Searching Precisely
Overview
Web search pipeline that minimizes token consumption via local intent classification, semantic caching, credibility validation, and streaming fragment assembly.
架构分工:
- **宿主 AI(Host Agent)**负责实际的网页 GET / Search API 调用,返回原始 fragments
- 本 Skill 的脚本负责前处理(intent 分类、query 改写、budget 控制、cache 查询)和后处理(credibility probe、stream 组装、cache 写入)

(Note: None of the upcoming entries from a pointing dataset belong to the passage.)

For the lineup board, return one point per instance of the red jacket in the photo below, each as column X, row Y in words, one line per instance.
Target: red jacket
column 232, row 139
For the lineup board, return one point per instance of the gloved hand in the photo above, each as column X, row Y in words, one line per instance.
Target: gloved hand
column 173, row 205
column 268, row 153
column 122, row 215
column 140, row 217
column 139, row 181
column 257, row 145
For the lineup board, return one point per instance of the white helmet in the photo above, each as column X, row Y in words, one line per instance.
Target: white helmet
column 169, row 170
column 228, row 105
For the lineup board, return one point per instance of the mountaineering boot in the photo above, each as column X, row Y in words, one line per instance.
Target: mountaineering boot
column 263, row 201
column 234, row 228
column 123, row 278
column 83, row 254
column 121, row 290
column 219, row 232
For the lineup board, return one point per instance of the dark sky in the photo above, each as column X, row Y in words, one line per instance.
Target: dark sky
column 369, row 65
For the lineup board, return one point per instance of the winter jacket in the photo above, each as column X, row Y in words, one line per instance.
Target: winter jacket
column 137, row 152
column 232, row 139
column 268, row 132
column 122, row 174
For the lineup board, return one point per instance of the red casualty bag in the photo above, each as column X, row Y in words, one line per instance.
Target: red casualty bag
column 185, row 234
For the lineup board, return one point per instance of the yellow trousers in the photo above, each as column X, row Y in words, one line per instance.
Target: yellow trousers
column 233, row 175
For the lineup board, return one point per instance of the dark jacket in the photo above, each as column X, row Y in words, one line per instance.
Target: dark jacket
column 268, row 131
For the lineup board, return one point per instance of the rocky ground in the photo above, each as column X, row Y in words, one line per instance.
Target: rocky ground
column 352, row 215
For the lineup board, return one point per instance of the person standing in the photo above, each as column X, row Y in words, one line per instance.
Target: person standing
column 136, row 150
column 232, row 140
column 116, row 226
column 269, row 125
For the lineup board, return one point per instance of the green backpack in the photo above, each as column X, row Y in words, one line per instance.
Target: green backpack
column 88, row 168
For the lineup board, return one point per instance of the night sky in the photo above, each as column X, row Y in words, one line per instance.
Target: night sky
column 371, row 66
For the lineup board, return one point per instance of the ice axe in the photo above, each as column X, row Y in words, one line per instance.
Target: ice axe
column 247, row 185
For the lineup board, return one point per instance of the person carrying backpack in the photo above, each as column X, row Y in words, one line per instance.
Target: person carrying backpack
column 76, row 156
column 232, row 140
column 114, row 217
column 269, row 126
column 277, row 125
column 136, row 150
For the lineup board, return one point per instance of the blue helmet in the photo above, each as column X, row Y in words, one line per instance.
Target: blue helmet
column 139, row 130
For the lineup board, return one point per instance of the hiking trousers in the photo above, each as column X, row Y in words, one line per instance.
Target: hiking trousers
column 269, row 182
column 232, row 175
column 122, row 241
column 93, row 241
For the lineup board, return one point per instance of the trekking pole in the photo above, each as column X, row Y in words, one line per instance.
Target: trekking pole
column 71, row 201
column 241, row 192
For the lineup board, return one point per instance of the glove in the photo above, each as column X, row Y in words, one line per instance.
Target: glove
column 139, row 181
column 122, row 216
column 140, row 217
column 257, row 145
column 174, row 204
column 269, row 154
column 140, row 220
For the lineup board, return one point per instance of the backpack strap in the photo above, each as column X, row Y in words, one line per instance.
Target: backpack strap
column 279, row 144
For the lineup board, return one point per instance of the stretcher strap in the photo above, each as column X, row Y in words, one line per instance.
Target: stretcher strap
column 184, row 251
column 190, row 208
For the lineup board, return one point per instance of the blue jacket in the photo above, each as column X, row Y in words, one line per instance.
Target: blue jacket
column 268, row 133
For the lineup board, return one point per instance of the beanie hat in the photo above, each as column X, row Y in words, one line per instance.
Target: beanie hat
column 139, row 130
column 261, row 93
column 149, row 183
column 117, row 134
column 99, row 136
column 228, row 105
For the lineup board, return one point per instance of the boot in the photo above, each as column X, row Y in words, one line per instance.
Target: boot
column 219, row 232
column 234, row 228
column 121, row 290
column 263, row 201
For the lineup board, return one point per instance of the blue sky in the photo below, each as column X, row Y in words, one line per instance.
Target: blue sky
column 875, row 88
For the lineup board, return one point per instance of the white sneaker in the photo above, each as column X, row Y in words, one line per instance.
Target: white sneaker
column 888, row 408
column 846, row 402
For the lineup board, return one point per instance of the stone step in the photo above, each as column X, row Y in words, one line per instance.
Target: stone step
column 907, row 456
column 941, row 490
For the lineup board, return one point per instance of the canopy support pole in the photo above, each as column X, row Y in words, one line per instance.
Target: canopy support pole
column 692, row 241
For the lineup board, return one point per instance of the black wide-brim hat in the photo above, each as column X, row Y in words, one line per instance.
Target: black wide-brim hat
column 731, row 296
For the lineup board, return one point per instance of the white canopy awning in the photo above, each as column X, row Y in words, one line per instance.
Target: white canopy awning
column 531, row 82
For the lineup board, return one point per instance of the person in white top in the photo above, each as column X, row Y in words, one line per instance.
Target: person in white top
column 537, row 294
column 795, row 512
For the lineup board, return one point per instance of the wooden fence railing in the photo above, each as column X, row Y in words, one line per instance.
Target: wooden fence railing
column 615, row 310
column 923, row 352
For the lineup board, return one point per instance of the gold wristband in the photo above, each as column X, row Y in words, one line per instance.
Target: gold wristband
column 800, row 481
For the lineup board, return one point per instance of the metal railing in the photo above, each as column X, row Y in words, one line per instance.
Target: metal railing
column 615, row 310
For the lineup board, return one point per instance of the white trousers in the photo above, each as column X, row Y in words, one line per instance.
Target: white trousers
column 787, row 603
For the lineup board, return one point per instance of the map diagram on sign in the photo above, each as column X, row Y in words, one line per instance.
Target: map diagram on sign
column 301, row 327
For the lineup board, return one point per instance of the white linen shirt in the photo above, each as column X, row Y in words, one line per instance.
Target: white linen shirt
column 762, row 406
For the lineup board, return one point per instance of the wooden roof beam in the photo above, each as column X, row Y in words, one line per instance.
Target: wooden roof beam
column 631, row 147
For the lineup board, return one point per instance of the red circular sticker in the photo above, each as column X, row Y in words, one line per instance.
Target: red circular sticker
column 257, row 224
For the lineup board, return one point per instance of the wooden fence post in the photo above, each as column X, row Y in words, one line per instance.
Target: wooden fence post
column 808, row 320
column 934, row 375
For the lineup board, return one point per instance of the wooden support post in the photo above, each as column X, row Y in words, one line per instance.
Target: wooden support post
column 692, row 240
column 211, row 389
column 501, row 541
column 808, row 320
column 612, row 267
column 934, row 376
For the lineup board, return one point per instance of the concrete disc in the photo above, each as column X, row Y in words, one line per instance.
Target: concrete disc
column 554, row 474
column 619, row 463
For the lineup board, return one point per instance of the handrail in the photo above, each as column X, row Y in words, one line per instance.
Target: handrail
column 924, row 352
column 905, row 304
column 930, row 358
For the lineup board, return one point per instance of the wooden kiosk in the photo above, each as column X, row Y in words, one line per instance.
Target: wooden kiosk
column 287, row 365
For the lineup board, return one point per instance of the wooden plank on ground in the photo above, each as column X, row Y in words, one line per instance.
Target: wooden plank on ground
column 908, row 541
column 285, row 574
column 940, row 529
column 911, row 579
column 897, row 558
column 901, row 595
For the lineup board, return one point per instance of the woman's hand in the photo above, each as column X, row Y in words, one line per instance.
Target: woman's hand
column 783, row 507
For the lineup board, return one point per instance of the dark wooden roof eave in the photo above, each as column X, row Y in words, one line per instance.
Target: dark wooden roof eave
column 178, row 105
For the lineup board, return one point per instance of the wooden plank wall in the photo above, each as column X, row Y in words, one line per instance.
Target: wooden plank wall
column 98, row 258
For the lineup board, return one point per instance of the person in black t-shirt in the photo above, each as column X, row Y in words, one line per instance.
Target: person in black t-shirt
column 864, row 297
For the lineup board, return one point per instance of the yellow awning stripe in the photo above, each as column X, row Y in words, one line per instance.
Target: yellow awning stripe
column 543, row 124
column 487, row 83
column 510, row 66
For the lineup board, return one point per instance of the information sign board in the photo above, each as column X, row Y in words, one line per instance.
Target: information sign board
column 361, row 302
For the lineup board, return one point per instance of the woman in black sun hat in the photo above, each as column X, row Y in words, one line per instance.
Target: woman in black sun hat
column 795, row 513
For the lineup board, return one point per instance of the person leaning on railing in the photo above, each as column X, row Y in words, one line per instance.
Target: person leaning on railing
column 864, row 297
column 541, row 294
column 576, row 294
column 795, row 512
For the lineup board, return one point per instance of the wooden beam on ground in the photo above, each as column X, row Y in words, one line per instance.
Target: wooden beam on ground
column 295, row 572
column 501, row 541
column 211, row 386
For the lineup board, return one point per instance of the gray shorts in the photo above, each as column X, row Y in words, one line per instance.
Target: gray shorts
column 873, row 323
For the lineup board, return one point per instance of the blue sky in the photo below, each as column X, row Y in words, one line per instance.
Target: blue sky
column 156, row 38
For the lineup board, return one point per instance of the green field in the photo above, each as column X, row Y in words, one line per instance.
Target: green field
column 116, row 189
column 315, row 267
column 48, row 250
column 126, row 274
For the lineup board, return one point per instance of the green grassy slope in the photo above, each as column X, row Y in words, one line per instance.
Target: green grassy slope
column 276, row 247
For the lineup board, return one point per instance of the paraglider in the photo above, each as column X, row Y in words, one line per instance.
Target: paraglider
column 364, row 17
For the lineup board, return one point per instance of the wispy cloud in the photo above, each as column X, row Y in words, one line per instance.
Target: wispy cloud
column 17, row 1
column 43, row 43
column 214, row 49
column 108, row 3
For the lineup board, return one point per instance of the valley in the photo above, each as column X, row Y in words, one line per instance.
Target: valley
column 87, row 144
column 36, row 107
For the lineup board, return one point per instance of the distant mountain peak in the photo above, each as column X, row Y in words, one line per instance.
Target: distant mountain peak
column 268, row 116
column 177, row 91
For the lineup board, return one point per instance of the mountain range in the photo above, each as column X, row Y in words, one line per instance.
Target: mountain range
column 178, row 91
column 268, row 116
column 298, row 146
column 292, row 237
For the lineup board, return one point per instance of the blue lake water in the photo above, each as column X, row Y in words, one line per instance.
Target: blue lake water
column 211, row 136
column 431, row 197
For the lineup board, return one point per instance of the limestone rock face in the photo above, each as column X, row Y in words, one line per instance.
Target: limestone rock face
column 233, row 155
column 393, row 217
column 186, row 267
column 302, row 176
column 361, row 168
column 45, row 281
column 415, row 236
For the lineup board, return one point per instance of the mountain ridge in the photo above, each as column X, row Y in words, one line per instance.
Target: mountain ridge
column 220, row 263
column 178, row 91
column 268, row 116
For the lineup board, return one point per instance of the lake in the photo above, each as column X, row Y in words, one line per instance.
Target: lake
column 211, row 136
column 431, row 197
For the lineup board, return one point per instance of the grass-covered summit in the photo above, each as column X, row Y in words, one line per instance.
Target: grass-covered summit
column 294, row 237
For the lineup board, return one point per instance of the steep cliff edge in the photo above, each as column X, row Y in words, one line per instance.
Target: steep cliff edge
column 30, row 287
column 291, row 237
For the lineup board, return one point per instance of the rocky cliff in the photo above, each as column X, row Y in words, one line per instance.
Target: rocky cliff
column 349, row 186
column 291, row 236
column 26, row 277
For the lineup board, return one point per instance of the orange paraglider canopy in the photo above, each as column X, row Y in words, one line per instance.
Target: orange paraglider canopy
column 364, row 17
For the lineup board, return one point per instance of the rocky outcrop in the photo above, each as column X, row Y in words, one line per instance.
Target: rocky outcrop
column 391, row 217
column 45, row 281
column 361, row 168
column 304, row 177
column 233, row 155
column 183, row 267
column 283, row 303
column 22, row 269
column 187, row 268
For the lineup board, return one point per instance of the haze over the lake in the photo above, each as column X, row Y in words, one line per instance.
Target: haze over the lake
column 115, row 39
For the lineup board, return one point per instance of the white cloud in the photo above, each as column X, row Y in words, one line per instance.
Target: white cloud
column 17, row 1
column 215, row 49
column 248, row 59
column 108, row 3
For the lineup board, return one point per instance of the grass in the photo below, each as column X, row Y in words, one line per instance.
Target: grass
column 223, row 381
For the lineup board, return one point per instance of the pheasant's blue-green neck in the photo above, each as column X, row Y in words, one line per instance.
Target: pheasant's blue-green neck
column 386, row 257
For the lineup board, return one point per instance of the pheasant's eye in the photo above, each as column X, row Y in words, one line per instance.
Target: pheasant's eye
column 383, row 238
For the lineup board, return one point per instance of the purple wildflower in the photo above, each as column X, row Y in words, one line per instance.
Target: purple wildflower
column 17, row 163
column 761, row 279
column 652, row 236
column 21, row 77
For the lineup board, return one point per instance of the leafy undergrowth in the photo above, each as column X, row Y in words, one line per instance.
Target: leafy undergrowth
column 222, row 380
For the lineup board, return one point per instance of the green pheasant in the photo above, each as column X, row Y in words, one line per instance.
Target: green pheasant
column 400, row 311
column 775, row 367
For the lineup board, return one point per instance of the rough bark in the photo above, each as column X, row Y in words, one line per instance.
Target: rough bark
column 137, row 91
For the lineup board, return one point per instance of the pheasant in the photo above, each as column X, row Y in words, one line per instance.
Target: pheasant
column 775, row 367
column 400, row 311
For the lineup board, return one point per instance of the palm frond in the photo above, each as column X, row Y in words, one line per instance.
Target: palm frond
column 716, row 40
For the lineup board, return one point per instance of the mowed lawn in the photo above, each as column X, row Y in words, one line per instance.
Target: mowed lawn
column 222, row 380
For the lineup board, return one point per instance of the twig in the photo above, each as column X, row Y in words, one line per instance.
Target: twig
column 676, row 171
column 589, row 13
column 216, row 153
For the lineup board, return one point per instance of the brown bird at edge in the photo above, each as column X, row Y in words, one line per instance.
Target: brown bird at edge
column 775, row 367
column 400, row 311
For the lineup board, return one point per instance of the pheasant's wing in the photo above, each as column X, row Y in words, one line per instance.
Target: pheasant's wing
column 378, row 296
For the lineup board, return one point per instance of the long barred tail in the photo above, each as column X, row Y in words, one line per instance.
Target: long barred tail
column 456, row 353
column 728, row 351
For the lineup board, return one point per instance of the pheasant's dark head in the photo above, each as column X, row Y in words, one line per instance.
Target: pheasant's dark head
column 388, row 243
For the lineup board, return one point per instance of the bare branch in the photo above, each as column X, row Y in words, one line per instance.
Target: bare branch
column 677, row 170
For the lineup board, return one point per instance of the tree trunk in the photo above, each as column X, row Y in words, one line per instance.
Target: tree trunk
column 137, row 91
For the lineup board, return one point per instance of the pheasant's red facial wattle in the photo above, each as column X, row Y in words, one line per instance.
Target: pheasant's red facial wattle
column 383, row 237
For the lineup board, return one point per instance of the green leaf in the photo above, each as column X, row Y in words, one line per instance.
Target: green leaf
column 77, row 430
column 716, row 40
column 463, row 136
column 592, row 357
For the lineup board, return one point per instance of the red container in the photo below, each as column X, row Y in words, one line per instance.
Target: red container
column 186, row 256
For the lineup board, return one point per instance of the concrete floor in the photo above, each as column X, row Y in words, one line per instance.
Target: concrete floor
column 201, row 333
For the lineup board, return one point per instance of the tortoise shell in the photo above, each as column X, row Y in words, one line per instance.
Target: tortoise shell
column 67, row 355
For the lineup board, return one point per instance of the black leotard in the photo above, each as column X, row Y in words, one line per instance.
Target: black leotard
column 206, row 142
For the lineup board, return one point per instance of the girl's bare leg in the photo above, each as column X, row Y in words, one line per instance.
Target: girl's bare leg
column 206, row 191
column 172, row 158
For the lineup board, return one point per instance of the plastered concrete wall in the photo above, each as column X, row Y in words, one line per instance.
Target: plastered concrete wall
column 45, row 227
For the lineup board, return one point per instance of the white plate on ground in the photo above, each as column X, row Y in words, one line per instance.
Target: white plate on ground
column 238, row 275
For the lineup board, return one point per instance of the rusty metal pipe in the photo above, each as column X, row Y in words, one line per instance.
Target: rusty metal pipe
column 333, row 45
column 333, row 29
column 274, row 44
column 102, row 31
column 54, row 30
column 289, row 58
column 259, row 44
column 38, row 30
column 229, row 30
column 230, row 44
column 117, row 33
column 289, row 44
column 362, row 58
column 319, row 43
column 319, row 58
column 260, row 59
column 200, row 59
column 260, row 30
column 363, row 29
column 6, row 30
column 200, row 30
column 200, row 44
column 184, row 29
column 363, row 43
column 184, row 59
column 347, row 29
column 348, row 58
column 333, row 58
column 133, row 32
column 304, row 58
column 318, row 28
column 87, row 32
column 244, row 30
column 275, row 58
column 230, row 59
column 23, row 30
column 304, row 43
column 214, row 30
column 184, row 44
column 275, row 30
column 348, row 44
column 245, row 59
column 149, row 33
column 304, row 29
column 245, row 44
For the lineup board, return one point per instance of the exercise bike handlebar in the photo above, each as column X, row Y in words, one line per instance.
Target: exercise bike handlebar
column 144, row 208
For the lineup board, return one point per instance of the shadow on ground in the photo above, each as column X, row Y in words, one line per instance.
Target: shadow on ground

Core Rule: Always check the semantic cache first. Only invoke web search on a cache miss.
Pipeline Architecture
Query → [Intent Parser] → [Query Rewriter] → [Budget Controller]
↓
[Semantic Cache] ──hit──→ Return
↓ miss
[Web Search] (≤1500 tok)
↓
[Parallel Credibility Probe]
↓
[Stream Assembler] → [Write Cache]
Instructions
When this skill activates, execute the pipeline below in order. Exit early at any step that produces a final answer — do not run later steps unnecessarily.
Note: Replace
<placeholders>with actual runtime values. All arguments must be valid JSON strings.
Step 1 — Classify Intent
Run via shell tool:
node scripts/intent-parser.js '<original_query>'
Extract intent and confidence from the JSON output.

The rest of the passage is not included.